What's maybe controversial with my implementation is the use of a tied array as object. I know lots of people consider this evil. Basically, the data of the CSV file is stored in an 2D array with the column and rownames attached. The rational behind this is, most of the time you just want the data. Now you don't have to do something like $obj->get_data.
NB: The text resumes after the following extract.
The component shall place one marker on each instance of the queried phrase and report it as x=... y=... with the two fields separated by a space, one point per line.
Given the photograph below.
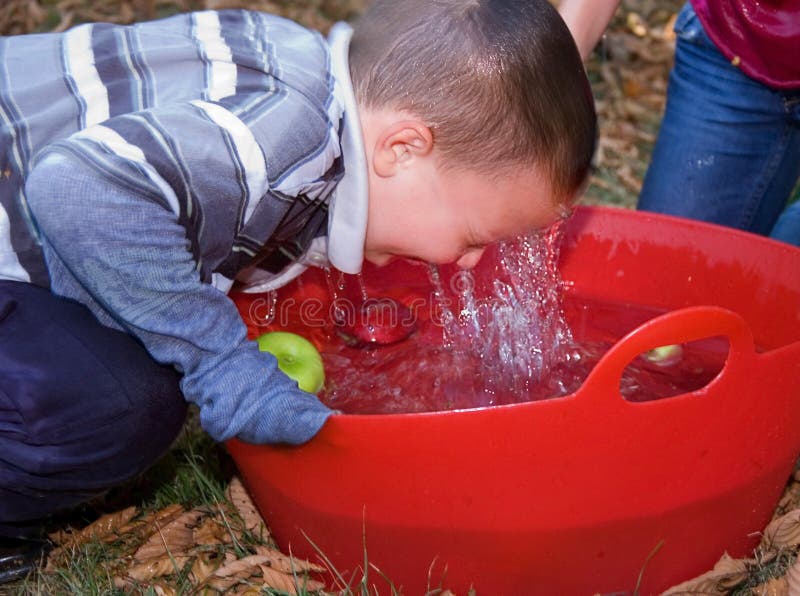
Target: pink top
x=762 y=37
Second, it's very close to the R syntax.

But I am very open to criticism!

SYNOPSIS

#use Text::CSV::R qw(:all); use Text::CSV::R qw(read_table colnames rownames); my $M = read_table($filename, \%options); print join(q{,}, colnames($M)); print join(q{,}, rownames($M)); print $M->[0][0]; for my $row (@{$M}) { for my $col (@{$row}) { # do someting with $col } }
Update: As requested, the main code, without any POD.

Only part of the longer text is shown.